Por todo ello, nos advierte Shklar, el liberalismo es una rareza que casi nadie sigue. Y que
en cualquier momento puede volver a ser destruido por aquellos que quisieran que su
cosmovisión religioso-política fuese la única:

“El autoritarismo católico, la nostalgia corporativista romántica, el nacionalismo, el racismo,


el respaldo del esclavismo, el darwinismo social, el imperialismo, el militarismo, el fascismo
y la mayoría de las variedades del socialismo”

Es significativo que Shklar sitúe el origen del liberalismo en el seno de las tensiones sufridas
en el cristianismo entre la fe y la moral, entre el credo y la caridad. De la contradicción entre
la fe y el credo, por una parte, en su dogmatismo y crueldad, y la moral y la caridad, en su
benevolencia y tolerancia, surgirá, según Shklar, el liberalismo como una doctrina política
que trata de tender puentes entre ambas.
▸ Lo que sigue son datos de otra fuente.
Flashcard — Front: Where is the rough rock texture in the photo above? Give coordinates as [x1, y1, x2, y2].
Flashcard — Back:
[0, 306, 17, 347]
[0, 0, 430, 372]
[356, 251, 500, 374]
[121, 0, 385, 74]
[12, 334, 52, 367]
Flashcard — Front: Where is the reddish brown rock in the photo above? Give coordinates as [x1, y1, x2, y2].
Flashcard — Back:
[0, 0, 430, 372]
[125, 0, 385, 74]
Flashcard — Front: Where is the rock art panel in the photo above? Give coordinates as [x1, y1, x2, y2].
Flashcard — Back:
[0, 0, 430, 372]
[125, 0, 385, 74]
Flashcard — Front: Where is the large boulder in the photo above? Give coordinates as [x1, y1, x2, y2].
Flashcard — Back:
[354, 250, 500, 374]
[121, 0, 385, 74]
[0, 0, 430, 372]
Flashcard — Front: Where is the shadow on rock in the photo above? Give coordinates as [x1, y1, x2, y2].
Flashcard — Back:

De estas contradicciones el vínculo entre
conciencia y Dios quedó roto (ya no sería posible para un cristiano seguir el mandato divino
que llevó a Abraham a asesinar a su hijo) y se pudo defender “la inviolabilidad de las
decisiones personales en cuestiones de fe, conocimiento y moral sobre el fundamento
original de que nos la debemos los unos a otros por respeto mutuo”.

Aunque los socialistas están tratando de hacerse con la figura de Shklar (en la edición de
Herder le han encargado la introducción a un miembro de la Escuela de Frankfurt) la filósofa
norteamericana es explícitamente adversa a dicha doctrina política porque establece
ilegítimo la ingeniería social típicamente de izquierda cuando subraya que “las amenazas y
sobornos empleados para imponer la conformidad son intrínsecamente degradantes”.
También es incompatible con el socialismo porque establece una esfera de salvaguarda de
la autonomía individual frente a las pretensiones de la izquierda de legislar sobre los
cuerpos y las mentes de los individuos. Los principios de una metapolítica liberal consisten
según Shklar en:

1. La reivindicación de la autonomía personal.


2. Un gobierno limitado y responsable.
3. Un compromiso político explícito con este tipo de instituciones.

En tiempos de debate sobre la gestación subrogada, la legalización de la prostitución y las


drogas, el golpismo de los nacionalistas, la imposición de los socialistas de “ciudades unas,
grandes, libres y ecologistas” así como megaproyectos mundiales que con la excusa del
“ecologismo” o la “igualdad” tratan de cercenar las libertades individuales, el
“descubrimiento” de la obra de Judith Shklar, una filósofa de fuste por categoría intelectual y
no por cuota de género, es la mejor noticia posible.